For these problems, turn in your code by sending mail to csci4320-homework@cs.trinity.edu, with each of your code files as an attachment. If there's any question of which file(s) correspond to which problems, explain in the body of the mail message. Please use a subject line such as ``homework X'' or ``hwx''. You can develop your programs on any system that provides the needed functionality, but I will test them on one of the department's Fedora Core 2 Linux machines, so you should probably make sure they work in that environment before turning them in.

  1. (2 points) Write a simple command shell, as described in optional programming problem 1 in Homework 2. (If you submitted a version of this program as part of Homework 2, you will only get credit for improvements/additions to what you submitted before.)

  2. (2 points) Write/revise the scheduler program from optional programming problem 3 in Homework 2. (If you a version of submitted this program as part of Homework 2, you will only get credit for improvements/additions to what you submitted before.)

  3. (2 points) Write a program to count files of varying sizes, as described in the optional programming problem in Homework 4. (If you a version of submitted this program as part of Homework 4, you will only get credit for improvements/additions to what you submitted before.)

  4. (2 points) Program thing.c performs some calculations on an array of doubles of size $ N$ (where $ N$ is specified by a command-line argument, e.g., thing 10000) and prints the result and how it took to compute.
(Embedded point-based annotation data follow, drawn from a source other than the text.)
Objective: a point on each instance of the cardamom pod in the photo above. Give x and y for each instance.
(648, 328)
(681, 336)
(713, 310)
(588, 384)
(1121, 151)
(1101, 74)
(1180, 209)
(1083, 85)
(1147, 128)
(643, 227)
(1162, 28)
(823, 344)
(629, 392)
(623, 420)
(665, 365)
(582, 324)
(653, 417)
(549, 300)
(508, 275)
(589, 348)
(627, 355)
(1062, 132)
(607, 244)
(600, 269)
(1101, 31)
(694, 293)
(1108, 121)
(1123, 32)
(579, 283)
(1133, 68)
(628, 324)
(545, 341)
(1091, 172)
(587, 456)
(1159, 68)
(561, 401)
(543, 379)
Run this program for varying values of $ N$, until you find values for which the time seems to increase more than you would expect (e.g., you double $ N$ but the time increases by a factor of four). You should probably run the program at least twice for each value of $ N$ to be sure time is fairly consistent across multiple executions. (What I noticed on my desktop machine was that the first execution for a given value of $ N$ was sometimes much slower than subsequent executions -- probably because Linux is doing some kind of caching.)

    (Advice for this phase: Start with $ N = 10^6$ and increase by factors of 10 until you notice a dramatic increase in time, or the program tells you it can't allocate memory. Then back off to the previous value and increase by smaller amounts. Something I found interesting to do was run the command top in a different xterm window; this command shows the processes using the most CPU time. It was interesting to notice that sometimes kswapd or kswapd0 was using a lot of CPU time -- I believe this is a daemon process involved in Linux's memory management scheme.)
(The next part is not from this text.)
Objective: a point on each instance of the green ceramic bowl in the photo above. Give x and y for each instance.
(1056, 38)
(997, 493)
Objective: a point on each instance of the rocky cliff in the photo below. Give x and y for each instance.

    Now try to speed up the program: Make any changes you think will help, and experiment with the changed program to see whether it is faster than the original, less likely to slow down for large $ N$, etc. Again record program output in a text file.

    Submit the changed program and the text file(s) containing the recorded program output. Also include in the text file(s) some information about what computer you ran it on -- if it's a department lab machine, just its name; otherwise the processor speed, cache size, and amount of memory.